Consequently, many of the financials -- including Dow components BofA (BAC) and JP Morgan (JPM) -- battled back from early weakness and are holding modest gains late in the session. The Dow is up 53 points and not far from session highs. Some of the tech names are battling back from two days of weakness as well and, after falling 30 points Tuesday, the tech-heavy NASDAQ is up 25 points.
With forty-five minutes left to trade, the CBOE Volatility Index (.VIX) is down .32 to 17.93 and off session lows - 17.56 - ahead of retail sales and weekly jobless claims Thursday. Trading in the options market is very busy heading into the expiration later this week, with about 5.7 million puts and 7.3 million calls traded so far (a ratio of .77, compared to a 22-day average of .64.)

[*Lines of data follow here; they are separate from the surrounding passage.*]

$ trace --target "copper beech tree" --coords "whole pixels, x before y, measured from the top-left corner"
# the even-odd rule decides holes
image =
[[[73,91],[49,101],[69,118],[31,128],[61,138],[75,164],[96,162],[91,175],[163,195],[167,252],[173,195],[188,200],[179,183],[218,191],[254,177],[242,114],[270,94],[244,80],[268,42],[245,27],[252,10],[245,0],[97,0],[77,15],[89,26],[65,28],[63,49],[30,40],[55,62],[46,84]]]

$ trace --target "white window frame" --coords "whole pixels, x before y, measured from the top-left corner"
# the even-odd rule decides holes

Merck (MRK) hit a new 52-week high and is up $1.51 to $39.06, the best gainer in the Dow Jones Industrial Average, after Credit Suisse upgraded MRK to Outperform from Neutral. They also raised their price target on the stock to $47 from $35, saying that the product story will bring upside, with better visibility over the next 6 to 24 months. Shares are up 4 percent and 41K calls traded. Jan 39 and 40s are the most actives, with two-sided (buying and selling) seen ahead of this week's expiration. Feb 39, Jan12 40, Apr 40, Jan11 40, and Jan 36 calls are seeing interest as well. IV in MRK is down 2 percent to 22.6 percent and probing recent 52-week lows.

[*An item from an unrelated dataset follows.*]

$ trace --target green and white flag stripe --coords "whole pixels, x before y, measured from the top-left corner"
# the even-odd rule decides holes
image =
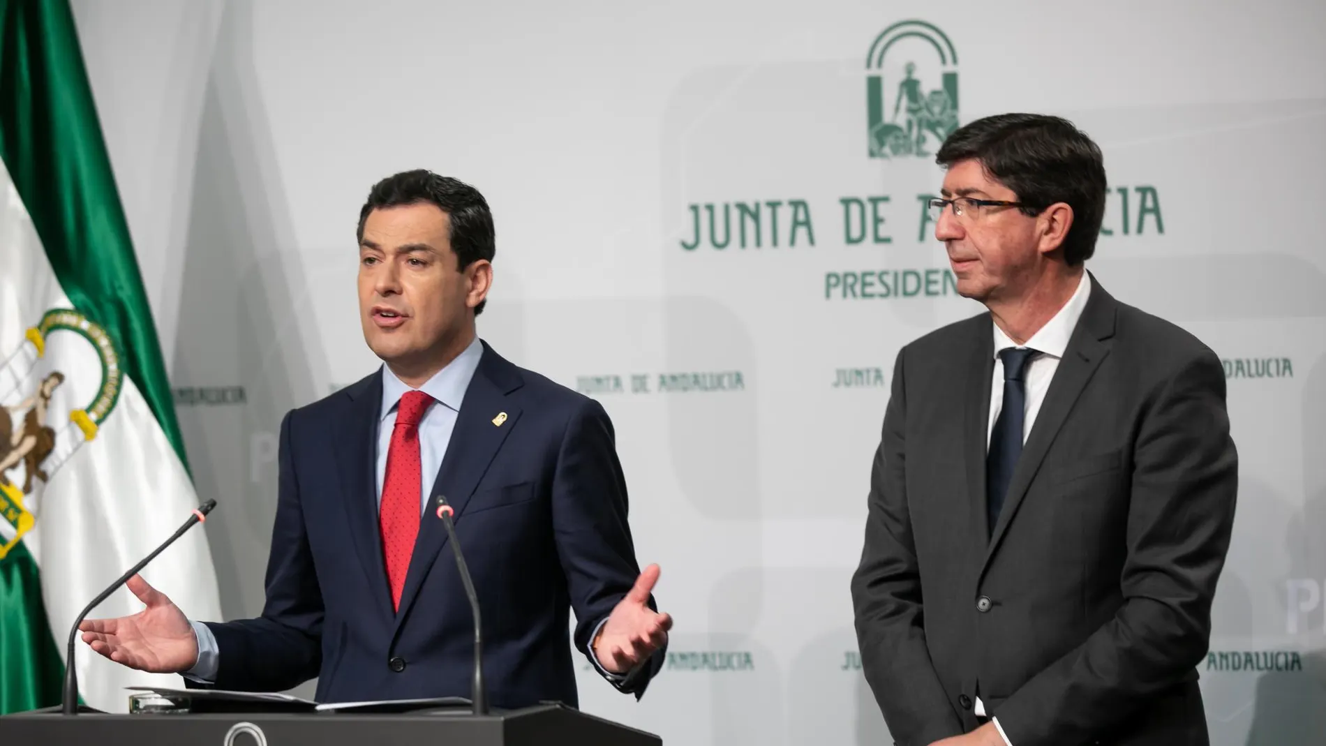
[[[196,504],[73,15],[0,0],[0,713],[58,702],[74,616]],[[220,617],[202,529],[143,576]],[[141,608],[121,590],[93,615]],[[77,648],[94,708],[180,685]]]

Pfizer (PFE) shares hit a new 52 week high, now up 42 cents to $19.19, and an investor sells 110K Jan11 $15 calls to buy 85K Jan12 20 calls at $2.12. Looks like a roll from 2011s to 2012s, up in strikes. Shares appear to be benefiting from a Merck upgrade today and this investor might be banking profits on the strength, but adjusting the position to maintain upside exposure to PFE for another year.

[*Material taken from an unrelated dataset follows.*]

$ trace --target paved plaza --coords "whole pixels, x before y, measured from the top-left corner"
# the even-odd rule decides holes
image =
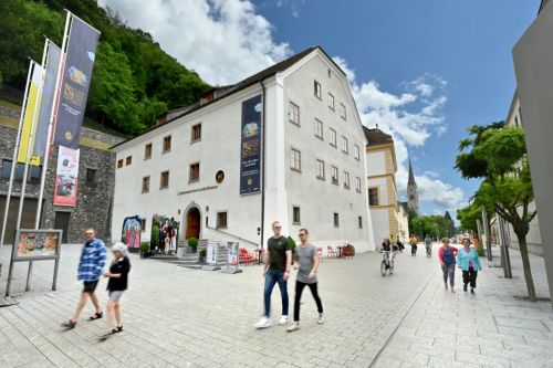
[[[19,304],[0,308],[0,367],[553,367],[551,305],[513,297],[525,290],[517,251],[514,278],[484,266],[477,295],[459,286],[457,294],[445,292],[436,256],[421,252],[400,254],[396,273],[386,277],[377,253],[324,259],[319,277],[326,323],[316,324],[305,292],[295,333],[252,327],[262,311],[260,266],[229,275],[132,255],[125,330],[98,343],[106,320],[86,322],[92,306],[75,329],[60,327],[81,290],[79,250],[63,248],[56,292],[49,291],[52,261],[35,263],[27,294],[25,267],[18,264],[12,295]],[[6,267],[10,249],[0,251]],[[538,294],[546,296],[543,259],[532,256],[532,266]],[[6,276],[7,269],[2,293]],[[98,286],[104,305],[105,286]],[[272,311],[278,318],[278,287]]]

Monsanto (MON) hit a low of $80.5 in volatile trading Wednesday morning. The early volatility in MON comes as the co. hosts its annual R&D pipeline review and Credit Suisse analysts said a strong product pipeline along with collaborative efforts should help MON maintain market share. It's a solid long-term investment, according to CS. However, pricing concerns might limit upside in the near term. But, the early drop in MON might be related to a Huffington Post story which notes, "In a study released by the International Journal of Biological Sciences, analyzing the effects of genetically modified foods on mammalian health, researchers found that agricultural giant Monsanto's genetically modified corn is linked to organ damage in rats."
Implied Volatility Movers
Rambus (RMBS) shares sank $2 to $21.29 and options volume jumped to 4X the recent average daily, with 72K calls and 49K puts traded so far. Investors are reacting to reports the company's $4.3 billion memory chip trial might be delayed. Judge Kramer said manufacturers are asking for a two-month delay because Micron's (MU) lawyer has health issues. Kramer set a Jan 21 date to consider the request. Shares are under pressure. Jan puts and calls with strike prices ranging from 21 to 24 are seeing brisk trading -- as some investors are reacting to the volatility in the shares and others are likely closing positions ahead of the expiration. Implied volatility is down 9 percent to 88.
Unusual Volume Movers
Microsoft (MSFT) is seeing 2X average daily trading volume, with 228,000 contracts traded and call volume representing about 86 percent of today's activity.
YRC Worldwide (YRCW) is seeing 4X average trading volume, with 223,000 contracts traded and puts representing 58 percent of today's trading activity.
Intel (INTC) is seeing 2X normal trading volume. 206,000 contracts have traded, with call options representing about 66 percent of today's volume.